Half-a-million spectators are expected for the contest and cultural events which include theatre, film and a huge drag ball. Since their launch 12 years ago in San Francisco, the Gay Games have become a serious sporting event, with millions of dollars involved. Seven thousand volunteers will be at work, and 250,000 condoms will be given away.

As a gesture of support, the US government has lifted its ban on visas for people with HIV for the games. If this marks an easing of anti-gay opinion in the US, the same cannot be said for Denmark. From Wednesday, anyone in Denmark with HIV who has unprotected sex or fails to tell their partner of their disease faces prosecution and up to four years in jail.

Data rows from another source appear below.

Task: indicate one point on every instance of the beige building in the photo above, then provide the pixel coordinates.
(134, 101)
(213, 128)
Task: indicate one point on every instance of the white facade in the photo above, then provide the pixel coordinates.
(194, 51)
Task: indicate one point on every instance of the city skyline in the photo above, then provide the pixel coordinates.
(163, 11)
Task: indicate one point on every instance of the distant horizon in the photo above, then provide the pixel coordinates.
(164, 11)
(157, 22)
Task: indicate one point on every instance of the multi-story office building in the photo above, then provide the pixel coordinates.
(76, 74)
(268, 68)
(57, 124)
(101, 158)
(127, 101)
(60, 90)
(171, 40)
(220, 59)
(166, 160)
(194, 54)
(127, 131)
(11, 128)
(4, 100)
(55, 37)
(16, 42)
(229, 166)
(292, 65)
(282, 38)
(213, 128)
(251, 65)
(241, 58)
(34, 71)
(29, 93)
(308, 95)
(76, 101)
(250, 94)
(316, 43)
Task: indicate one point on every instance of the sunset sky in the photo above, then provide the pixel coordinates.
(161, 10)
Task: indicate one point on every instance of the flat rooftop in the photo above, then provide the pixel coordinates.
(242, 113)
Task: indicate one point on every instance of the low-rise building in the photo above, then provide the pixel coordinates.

More than 30 nations meet in Oslo today and tomorrow to sign a deal to cut emissions of toxic sulphur released by burning coal and oil. But environmentalists say the targets are inadequate and the damage from acid rain to health, crops, wildlife and historic buildings may worsen. The US will not sign; it says the curbs are incompatible with its Clean Air Act.

Italian defence lawyers are fed up with being treated like poor relations compared with the state prosecutors, who have become glamorous folk- heroes in their crusade against corruption, and start a seven-day strike today. They want judges to treat them and their clients more favourably. They complain that too much weight is given to supergrasses in Mafia cases.

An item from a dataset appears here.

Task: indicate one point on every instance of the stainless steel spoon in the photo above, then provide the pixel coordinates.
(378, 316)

Colombians vote on Sunday in the second round of presidential elections to decide between the Liberal Ernesto Samper and the Conservative Andres Pastrana. Mr Samper was fractionally ahead in the first round last month, in which only one-third of the electorate voted.

The photograph taken by Bruno Bernard in 1954 of Marilyn Monroe standing above a grate holding down her white flyaway skirt is to be auctioned in New York on Thursday and is expected to fetch pounds 3,500. And on Sunday, an auction of Elvis Presley memorabilia at the Las Vegas Hilton includes a blue-spangled jumpsuit, a stretch Mercedes and an American Express card.